# My laptop screen flickers until I press on it.



## army_stud (Nov 7, 2006)

My laptop screen flickers until I press on it. I have Fujitsu Lifebook (N Series) and it was working fine until recently when the screen started flickering. I notice that when I press on the corners of the screen, it stops for a second but I have to poke at it for a while to get it to stop for long enough to get any work done. It's depressing because I have work to do and I don't even enjoy using my laptop anymore. 

Why is my screen flickering and how do I fix it? What do I need to do?


----------



## army_stud (Nov 7, 2006)

If this is a loose connection, how do I fix it?


----------



## laboye (Apr 11, 2006)

Hi and welcome to TSF! You will need to take a look at the connection from the screen to the base of the system. This will be somewhere under the keyboard. Please provide the model of the machine if you can.


----------



## army_stud (Nov 7, 2006)

*My computer is a Fujitsu Lifebook Laptop N6010 (N Series)*

My computer is a Fujitsu Lifebook Laptop N6010 (N Series) Fujitsu Lifebook Laptop N6010 (N Series)


----------



## supergato (Nov 22, 2008)

I have the same problem with a Dell xps M140. Need help thank you. I'm about to take it apart and check connections. But this is my roommates laptop so I'm worried. 
Thank you!


----------



## anjelique (Nov 23, 2008)

I had the EXACT same problem with my Acer Aspire notebook and just had to send it back under warranty. I lived with that problem for 5 months during which time I just clipped my screen with an oversized bulldog clip to stop the flickering.
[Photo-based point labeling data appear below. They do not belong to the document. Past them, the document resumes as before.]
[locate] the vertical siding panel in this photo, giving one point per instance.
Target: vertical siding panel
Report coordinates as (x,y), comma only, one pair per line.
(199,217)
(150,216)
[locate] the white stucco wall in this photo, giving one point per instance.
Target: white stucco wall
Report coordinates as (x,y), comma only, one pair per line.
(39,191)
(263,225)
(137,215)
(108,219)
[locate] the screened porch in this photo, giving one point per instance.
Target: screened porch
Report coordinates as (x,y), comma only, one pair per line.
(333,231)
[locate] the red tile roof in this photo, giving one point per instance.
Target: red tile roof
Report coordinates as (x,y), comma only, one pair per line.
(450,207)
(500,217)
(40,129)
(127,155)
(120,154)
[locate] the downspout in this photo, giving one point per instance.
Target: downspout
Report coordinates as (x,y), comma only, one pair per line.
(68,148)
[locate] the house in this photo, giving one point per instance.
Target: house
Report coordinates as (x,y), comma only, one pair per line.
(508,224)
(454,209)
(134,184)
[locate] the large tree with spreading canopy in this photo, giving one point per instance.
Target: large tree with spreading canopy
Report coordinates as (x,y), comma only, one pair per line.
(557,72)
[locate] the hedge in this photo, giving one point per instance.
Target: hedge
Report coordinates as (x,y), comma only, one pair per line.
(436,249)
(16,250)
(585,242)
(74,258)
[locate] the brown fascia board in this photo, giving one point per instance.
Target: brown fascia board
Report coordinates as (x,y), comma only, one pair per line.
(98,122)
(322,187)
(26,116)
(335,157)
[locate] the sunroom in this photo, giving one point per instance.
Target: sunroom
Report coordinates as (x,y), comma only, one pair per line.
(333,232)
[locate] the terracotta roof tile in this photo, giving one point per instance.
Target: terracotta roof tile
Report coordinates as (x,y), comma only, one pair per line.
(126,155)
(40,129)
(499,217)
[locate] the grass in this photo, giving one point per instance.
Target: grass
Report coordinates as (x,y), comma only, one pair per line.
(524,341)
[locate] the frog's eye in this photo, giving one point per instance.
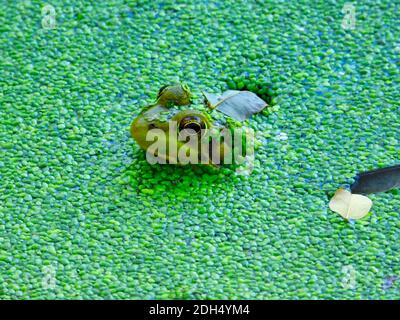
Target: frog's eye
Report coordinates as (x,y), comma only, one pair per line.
(192,122)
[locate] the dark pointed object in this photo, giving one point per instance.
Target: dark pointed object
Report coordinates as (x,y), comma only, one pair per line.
(379,180)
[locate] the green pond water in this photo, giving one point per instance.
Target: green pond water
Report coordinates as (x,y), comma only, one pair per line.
(83,215)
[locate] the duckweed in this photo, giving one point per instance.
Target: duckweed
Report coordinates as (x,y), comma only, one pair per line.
(78,197)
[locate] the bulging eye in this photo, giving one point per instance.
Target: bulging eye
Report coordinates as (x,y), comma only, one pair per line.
(194,123)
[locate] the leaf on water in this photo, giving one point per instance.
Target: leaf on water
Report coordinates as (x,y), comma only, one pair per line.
(350,206)
(239,105)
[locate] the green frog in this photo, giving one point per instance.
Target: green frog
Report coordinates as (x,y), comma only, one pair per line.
(173,122)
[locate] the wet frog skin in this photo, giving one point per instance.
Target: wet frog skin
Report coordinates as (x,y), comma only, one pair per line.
(164,112)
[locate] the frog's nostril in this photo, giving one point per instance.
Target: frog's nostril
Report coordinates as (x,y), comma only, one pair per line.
(194,126)
(192,122)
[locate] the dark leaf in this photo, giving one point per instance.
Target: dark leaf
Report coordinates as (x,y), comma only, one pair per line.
(379,180)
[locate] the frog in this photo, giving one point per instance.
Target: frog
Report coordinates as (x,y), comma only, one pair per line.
(173,105)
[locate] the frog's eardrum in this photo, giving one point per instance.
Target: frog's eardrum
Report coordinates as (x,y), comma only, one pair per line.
(239,105)
(379,180)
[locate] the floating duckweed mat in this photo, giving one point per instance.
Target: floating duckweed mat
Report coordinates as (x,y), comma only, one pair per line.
(85,216)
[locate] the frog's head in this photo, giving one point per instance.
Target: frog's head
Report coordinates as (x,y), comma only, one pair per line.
(176,125)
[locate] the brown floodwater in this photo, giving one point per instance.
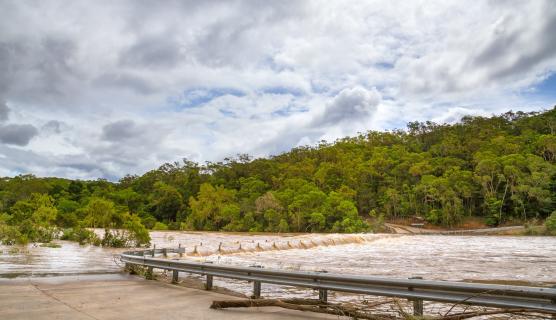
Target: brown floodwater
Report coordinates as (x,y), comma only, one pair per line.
(530,260)
(494,259)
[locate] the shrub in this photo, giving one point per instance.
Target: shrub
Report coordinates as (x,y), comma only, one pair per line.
(81,235)
(550,224)
(160,226)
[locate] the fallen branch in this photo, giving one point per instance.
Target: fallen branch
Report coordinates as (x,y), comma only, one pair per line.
(467,315)
(299,305)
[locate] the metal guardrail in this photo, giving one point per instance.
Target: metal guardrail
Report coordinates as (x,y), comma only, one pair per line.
(416,290)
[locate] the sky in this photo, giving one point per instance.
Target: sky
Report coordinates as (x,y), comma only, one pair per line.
(101,89)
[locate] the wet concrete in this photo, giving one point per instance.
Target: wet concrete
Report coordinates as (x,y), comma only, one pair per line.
(120,297)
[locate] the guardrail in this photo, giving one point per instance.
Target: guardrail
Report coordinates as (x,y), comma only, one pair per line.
(414,289)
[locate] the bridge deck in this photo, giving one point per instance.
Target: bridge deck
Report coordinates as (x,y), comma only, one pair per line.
(120,297)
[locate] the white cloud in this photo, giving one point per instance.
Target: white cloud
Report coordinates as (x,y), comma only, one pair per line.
(120,87)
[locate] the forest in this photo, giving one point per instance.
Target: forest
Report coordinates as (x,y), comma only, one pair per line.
(501,169)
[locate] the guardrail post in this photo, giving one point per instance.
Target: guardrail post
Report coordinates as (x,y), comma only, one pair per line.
(417,303)
(208,285)
(149,273)
(256,290)
(554,302)
(323,295)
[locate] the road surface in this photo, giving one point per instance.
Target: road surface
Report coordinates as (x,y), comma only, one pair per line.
(121,296)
That was great until the entire 1/4 of the screen died and blacked out altogether, leaving me with a very, VERY strange viewable area -- had to move my taskbar to the left of my peripheries to see the startup bar.

Moving the laptop around to different locations seemed to exacerbate the problem... something to do knocking around the loose connections or something apparently -- I think the tech support thought I was dumb.

In my opinion, you should send it back to the manufacturer -- it's nothing you can figure out how to deal with on your own or get it repaired before the problem gets worse.

Good luck! Oh... and NEVER buy Acer if you can help it, no matter how enticing the price may appear!


----------